Online Help for Customized Subsetting - SDA 4.1

This file contains the online help available from inside the SDA subset program.

Subset Data File Characteristics
- Type of data file
- Order of variables on the file
Codebook for Subset Data
Data Definitions for Statistical Programs
Filter(s) for Selecting Cases
- Numeric filter variables
  - Open-ended Ranges using '*' and '**'
- Character variables as filters
Specifying Variables to Include in the Subset
- Specify individual variable names
- Select variables from groups
  - To see what is in a group
  - To select variables from a group

Data File to Produce

Data File Characteristics

The data file produced by the subsetting procedure is a simple text file (an ASCII file). The file has one line (record) per case, and each variable is placed into a fixed set of columns.
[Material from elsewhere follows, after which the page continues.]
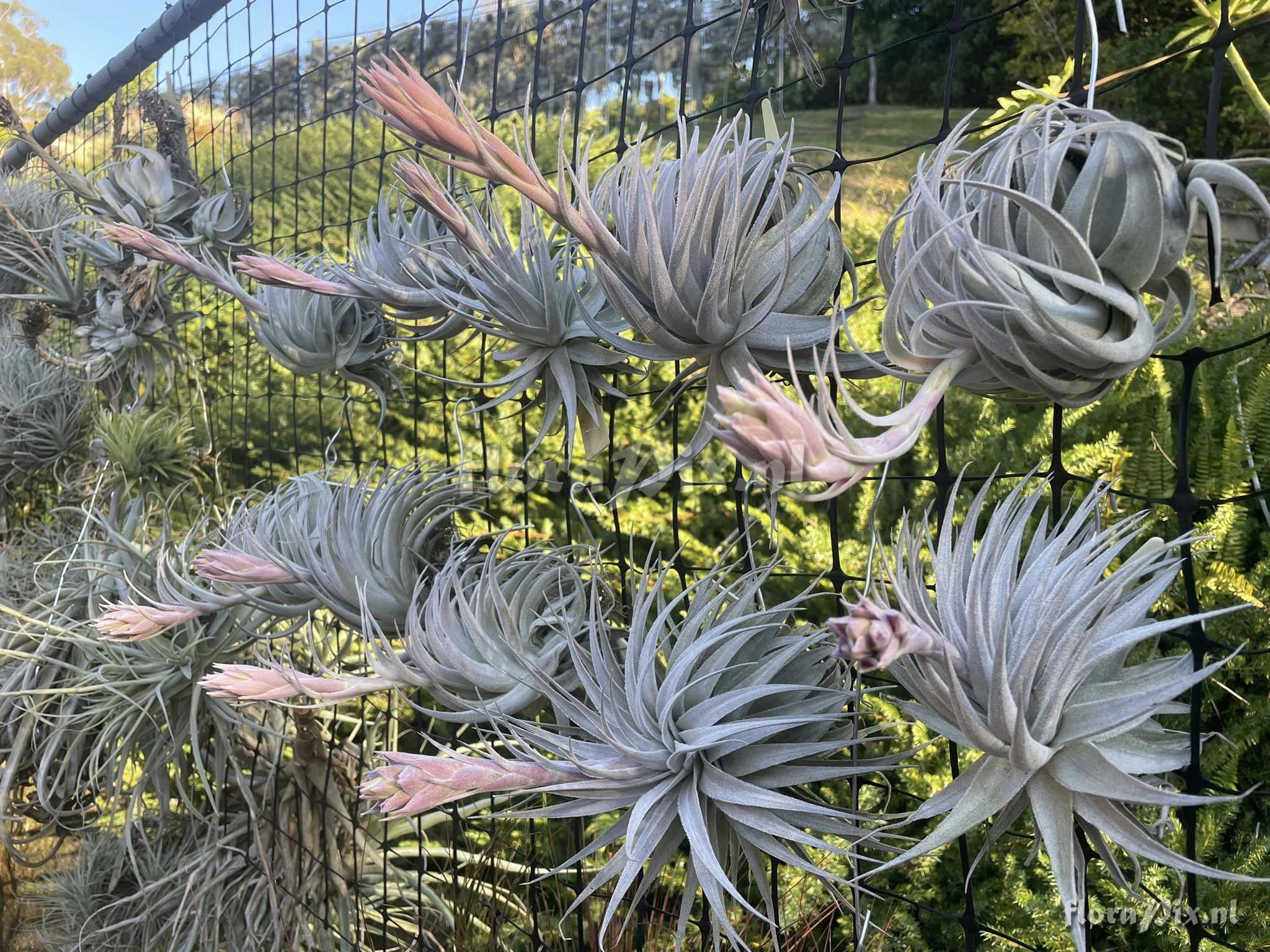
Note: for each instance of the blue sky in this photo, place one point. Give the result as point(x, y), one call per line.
point(93, 31)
The values of each variable are placed into adjacent columns in the data record. By default, there are no extra blanks or commas between adjacent variables. As an option, the user may specify that adjacent variables be separated either by a blank space or by a comma.

Type of data file

The data file can be one of the following:

Text file, with no added blanks between variables
Text file, with a blank inserted between each variable
CSV (Comma Separated Values) file, with a comma inserted between each variable, and a header record containing the names of the variables.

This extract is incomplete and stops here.